Часть 64 из 71 В начало
Для доступа к библиотеке пройдите авторизацию
Где он был и сколько времени отсутствовал — Женя не знала. Теплая мягкая дремота снова начала подкрадываться к ней. Но вот заколыхалась занавеска, и Синько маленьким комочком холода бухнулся на кровать. Покряхтел, отдышался с мороза и сунул девочке в руку что-то твердое и холодное, похожее на мерзлую картофелину.
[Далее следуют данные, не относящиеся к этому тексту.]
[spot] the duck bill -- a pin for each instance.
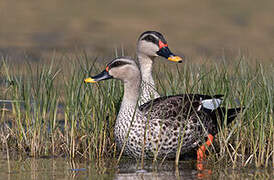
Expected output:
(166, 53)
(102, 76)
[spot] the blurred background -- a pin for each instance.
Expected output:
(197, 29)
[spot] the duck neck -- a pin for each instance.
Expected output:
(146, 63)
(149, 91)
(128, 110)
(131, 93)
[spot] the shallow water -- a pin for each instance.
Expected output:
(61, 168)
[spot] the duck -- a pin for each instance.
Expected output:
(152, 44)
(160, 126)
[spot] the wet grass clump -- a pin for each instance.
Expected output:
(47, 110)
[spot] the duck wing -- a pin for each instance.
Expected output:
(171, 106)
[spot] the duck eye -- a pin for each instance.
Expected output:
(150, 38)
(116, 64)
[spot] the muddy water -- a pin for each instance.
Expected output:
(60, 168)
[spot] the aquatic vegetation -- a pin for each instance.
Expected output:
(51, 112)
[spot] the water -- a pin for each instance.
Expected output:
(61, 168)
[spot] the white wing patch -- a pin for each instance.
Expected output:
(210, 103)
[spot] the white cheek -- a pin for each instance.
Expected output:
(148, 48)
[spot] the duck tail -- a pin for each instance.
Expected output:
(228, 115)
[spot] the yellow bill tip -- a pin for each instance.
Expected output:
(90, 80)
(175, 58)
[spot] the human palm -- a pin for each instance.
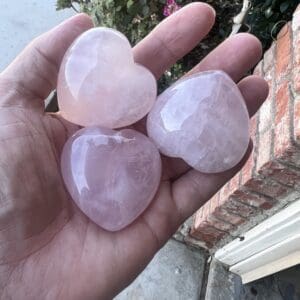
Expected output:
(49, 249)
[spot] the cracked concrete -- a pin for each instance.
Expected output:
(176, 273)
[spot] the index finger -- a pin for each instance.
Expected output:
(174, 37)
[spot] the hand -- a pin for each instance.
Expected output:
(48, 248)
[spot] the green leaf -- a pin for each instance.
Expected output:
(129, 3)
(269, 12)
(146, 10)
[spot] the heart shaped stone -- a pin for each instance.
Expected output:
(112, 176)
(202, 119)
(99, 83)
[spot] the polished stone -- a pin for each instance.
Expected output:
(99, 83)
(202, 119)
(111, 175)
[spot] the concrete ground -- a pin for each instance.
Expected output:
(176, 273)
(23, 20)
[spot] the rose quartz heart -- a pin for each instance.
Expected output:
(99, 83)
(112, 176)
(202, 119)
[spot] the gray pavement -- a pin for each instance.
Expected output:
(23, 20)
(176, 273)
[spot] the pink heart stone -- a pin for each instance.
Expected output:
(99, 83)
(112, 176)
(202, 119)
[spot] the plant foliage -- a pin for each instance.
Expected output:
(136, 18)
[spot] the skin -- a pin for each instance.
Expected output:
(48, 248)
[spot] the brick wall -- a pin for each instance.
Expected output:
(271, 177)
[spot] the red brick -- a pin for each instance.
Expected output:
(198, 217)
(296, 19)
(258, 201)
(235, 182)
(283, 52)
(264, 152)
(214, 202)
(253, 127)
(207, 234)
(296, 64)
(228, 216)
(266, 187)
(281, 173)
(282, 120)
(225, 192)
(248, 169)
(265, 113)
(268, 61)
(238, 208)
(297, 121)
(258, 71)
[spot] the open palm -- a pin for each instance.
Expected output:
(48, 248)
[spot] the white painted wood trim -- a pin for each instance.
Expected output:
(272, 260)
(269, 247)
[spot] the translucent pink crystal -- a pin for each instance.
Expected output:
(112, 176)
(202, 119)
(99, 83)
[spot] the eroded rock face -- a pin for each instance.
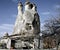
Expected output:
(27, 22)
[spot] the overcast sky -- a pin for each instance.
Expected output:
(8, 12)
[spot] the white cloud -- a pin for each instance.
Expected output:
(15, 1)
(14, 15)
(57, 6)
(6, 28)
(45, 13)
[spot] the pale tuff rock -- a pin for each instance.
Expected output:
(27, 22)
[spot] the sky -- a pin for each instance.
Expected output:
(8, 12)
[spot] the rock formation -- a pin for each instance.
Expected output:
(27, 22)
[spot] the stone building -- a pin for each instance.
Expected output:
(26, 28)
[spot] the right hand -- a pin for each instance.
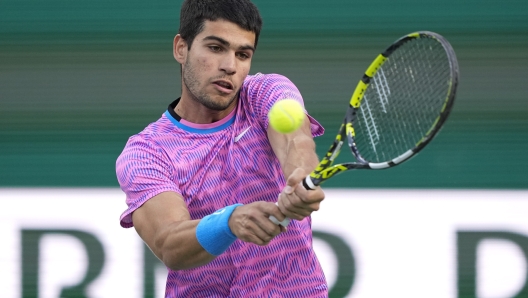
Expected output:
(251, 223)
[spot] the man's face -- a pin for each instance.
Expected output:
(217, 64)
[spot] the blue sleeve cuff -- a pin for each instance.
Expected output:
(213, 232)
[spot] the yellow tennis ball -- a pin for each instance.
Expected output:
(286, 115)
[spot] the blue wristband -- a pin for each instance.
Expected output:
(213, 232)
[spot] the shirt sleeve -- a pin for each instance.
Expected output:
(264, 90)
(142, 172)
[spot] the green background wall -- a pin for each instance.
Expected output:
(77, 78)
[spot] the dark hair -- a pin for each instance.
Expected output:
(241, 12)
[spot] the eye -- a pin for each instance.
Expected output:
(243, 55)
(215, 48)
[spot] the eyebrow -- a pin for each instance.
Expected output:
(227, 44)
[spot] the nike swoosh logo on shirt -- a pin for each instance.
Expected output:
(237, 138)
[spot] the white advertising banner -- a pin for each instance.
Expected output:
(371, 243)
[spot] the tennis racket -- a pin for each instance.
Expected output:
(397, 108)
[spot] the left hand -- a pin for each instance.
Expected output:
(295, 201)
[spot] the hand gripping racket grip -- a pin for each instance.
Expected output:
(308, 185)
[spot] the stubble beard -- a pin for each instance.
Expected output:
(192, 83)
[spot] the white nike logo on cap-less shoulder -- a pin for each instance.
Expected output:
(237, 138)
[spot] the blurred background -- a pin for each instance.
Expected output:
(77, 78)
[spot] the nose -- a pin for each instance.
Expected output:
(228, 64)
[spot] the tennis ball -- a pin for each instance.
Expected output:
(286, 115)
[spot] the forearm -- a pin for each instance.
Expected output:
(177, 247)
(296, 150)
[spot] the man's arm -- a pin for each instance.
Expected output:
(165, 225)
(297, 156)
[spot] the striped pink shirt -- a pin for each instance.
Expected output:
(220, 164)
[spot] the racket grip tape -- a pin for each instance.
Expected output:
(308, 185)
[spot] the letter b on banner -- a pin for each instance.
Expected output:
(467, 244)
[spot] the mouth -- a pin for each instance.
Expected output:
(224, 86)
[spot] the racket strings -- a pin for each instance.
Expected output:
(403, 101)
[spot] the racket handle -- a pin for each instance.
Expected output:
(283, 223)
(308, 185)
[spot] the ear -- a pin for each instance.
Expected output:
(179, 49)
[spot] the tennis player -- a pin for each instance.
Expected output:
(202, 181)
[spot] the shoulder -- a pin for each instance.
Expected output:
(259, 81)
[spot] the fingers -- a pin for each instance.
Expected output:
(251, 223)
(295, 201)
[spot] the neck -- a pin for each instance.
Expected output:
(195, 112)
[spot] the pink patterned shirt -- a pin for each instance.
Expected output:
(220, 164)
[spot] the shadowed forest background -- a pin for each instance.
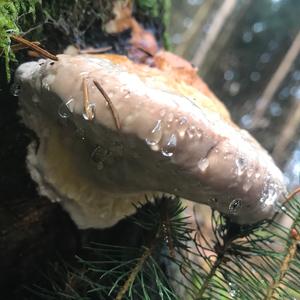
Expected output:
(247, 52)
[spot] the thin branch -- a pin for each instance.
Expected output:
(219, 20)
(288, 132)
(34, 47)
(198, 22)
(110, 104)
(88, 112)
(133, 274)
(292, 251)
(18, 47)
(275, 82)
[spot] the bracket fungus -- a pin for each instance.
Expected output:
(112, 131)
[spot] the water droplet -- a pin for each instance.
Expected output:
(100, 165)
(45, 85)
(155, 135)
(162, 113)
(183, 124)
(247, 185)
(269, 194)
(170, 117)
(15, 89)
(169, 149)
(228, 75)
(65, 109)
(98, 154)
(90, 112)
(241, 165)
(203, 164)
(117, 148)
(233, 290)
(234, 206)
(213, 200)
(191, 132)
(84, 73)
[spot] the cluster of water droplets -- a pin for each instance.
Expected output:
(15, 89)
(269, 194)
(89, 114)
(99, 155)
(106, 155)
(234, 206)
(241, 166)
(65, 110)
(157, 134)
(161, 133)
(169, 149)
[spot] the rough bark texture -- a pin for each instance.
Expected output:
(34, 232)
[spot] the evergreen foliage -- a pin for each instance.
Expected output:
(260, 261)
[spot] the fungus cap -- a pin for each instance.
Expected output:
(173, 139)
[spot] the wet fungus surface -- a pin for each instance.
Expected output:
(112, 131)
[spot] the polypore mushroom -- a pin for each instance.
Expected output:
(112, 131)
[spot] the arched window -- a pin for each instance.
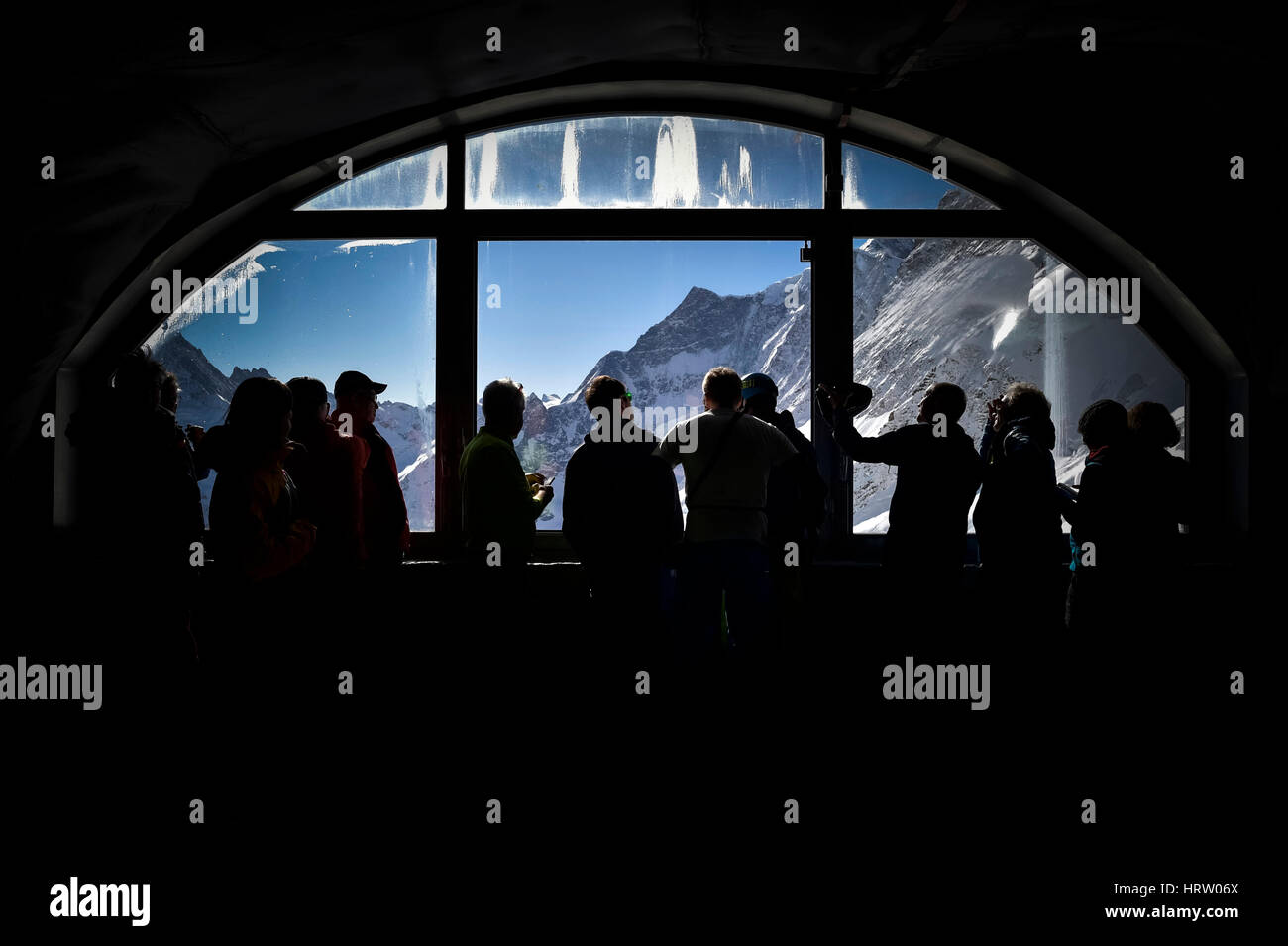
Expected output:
(653, 248)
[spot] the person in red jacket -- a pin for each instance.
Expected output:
(384, 528)
(254, 515)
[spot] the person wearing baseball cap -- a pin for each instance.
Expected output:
(384, 528)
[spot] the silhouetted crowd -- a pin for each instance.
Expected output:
(305, 497)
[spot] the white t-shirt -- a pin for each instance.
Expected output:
(729, 504)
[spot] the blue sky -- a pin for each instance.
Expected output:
(567, 304)
(325, 308)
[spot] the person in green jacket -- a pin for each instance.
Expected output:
(500, 502)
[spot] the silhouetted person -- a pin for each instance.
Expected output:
(1167, 503)
(728, 457)
(1018, 512)
(795, 504)
(1018, 517)
(939, 473)
(1106, 524)
(142, 507)
(385, 532)
(621, 514)
(256, 527)
(500, 502)
(797, 498)
(327, 473)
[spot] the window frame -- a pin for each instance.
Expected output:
(1022, 210)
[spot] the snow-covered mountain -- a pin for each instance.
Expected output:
(206, 392)
(925, 310)
(958, 310)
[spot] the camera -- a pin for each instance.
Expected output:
(854, 399)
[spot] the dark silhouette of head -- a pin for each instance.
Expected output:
(502, 407)
(308, 404)
(943, 399)
(170, 391)
(359, 396)
(605, 395)
(721, 387)
(137, 382)
(760, 396)
(261, 416)
(1153, 425)
(1024, 400)
(1104, 424)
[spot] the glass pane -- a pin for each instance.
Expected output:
(316, 308)
(644, 161)
(879, 181)
(655, 314)
(416, 181)
(971, 312)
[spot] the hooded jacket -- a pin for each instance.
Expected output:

— Что это ты принес? Я не вижу.
— Не видишь, эх ты! Ну, смотри теперь! — чертик разжал ладони, и в его руках холодным огнем засветился уголек. Свет от него упал на тот мерзлый клубочек, что холодил Женину руку. И клубочек оказался… представьте себе — луковичкой, внизу даже кисточкой висели корешки с присохшими к ним комочками земли.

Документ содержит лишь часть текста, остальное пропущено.